Demo: https://xsukax.ct.ws/call
xsukax Local Network Call is a self-hosted, privacy-centric video calling solution that operates entirely within your controlled network environment. Unlike cloud-based services, this application keeps all signaling data within your infrastructure while establishing direct peer-to-peer connections for media streams. The entire application is contained in a single PHP file, making deployment and maintenance remarkably simple.
Primary Use Cases:
- Secure video calls over OpenVPN networks
- Private communication within Tailscale meshes
- Corporate intranet video conferencing
- Home network video calls
- Any scenario requiring zero third-party involvement
The application implements a room-based architecture where a host creates an encrypted room, shares the link and password separately, and guests join by decrypting the connection information using the shared password.

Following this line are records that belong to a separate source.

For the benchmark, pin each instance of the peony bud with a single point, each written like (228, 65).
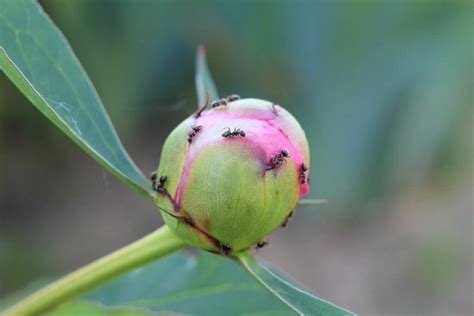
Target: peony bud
(230, 175)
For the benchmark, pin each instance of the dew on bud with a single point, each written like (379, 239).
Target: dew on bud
(241, 178)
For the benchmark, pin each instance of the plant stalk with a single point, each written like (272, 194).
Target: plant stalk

The server never has access to room passwords or the ability to decrypt signaling data. All encryption and decryption occur client-side in the browser, ensuring that even the server administrator cannot intercept or decrypt communication metadata.
graph TD
A[User Password] -->|PBKDF2 100k iterations| B[AES-256 Key]

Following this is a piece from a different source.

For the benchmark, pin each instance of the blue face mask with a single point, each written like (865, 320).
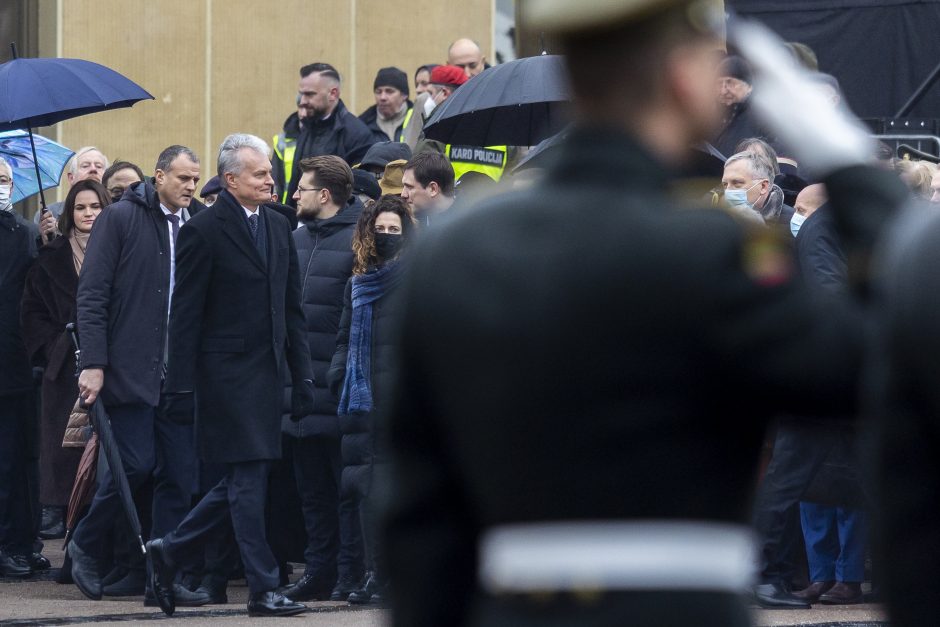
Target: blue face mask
(737, 198)
(796, 222)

B --> C[Encrypt Signaling Data]
C --> D[Server Storage]
D --> E[Transfer to Peer]
E -->|Same Password| F[Decrypt Signaling]
F --> G[WebRTC Connection]
G -->|DTLS-SRTP| H[Encrypted Media Stream]
Signaling Encryption:
- AES-256-GCM encryption for all WebRTC signaling data (offers, answers, ICE candidates)
- PBKDF2 key derivation with 100,000 iterations and random salts
- Unique initialization vectors (IV) for each encryption operation
- Authenticated encryption preventing tampering
Media Encryption:
- DTLS-SRTP (Datagram Transport Layer Security - Secure Real-time Transport Protocol) for all audio and video streams
- Direct peer-to-peer connections bypass the server entirely
- Forward secrecy through ephemeral key exchange
Data Minimization:
- No user accounts or authentication required
- No personal information collected or stored
- Room data automatically expires after one hour
- No logging of connection attempts or user activity
Network Privacy:
- Operates entirely within your local network or VPN
- Compatible with OpenVPN, Tailscale, WireGuard, and standard LANs
- No external dependencies or third-party services
- STUN server used only for NAT traversal (no media relay)
Isolation Benefits:
- Complete control over infrastructure
- No data leakage to external services
- Compliance-friendly for regulated industries
- Audit trail stays within your network
- Single-File Deployment: Entire application in one PHP file - no complex setup or dependency management
- Password-Protected Rooms: Cryptographically secure room access control with separate password channel recommendation
- HD Video Quality: Support for SD (640Γ480), HD (1280Γ720), and Full HD (1920Γ1080) resolution options
- Responsive Design: Fully optimized mobile interface with touch controls and safe area support
- Audio/Video Controls: Toggle camera, microphone, self-view, and audio-only mode during calls
- Draggable Preview: Repositionable local video preview that stays out of your way
- Fullscreen Mode: Immersive calling experience on any device
- Auto Room Cleanup: Automatic removal of expired rooms (configurable 1-hour default)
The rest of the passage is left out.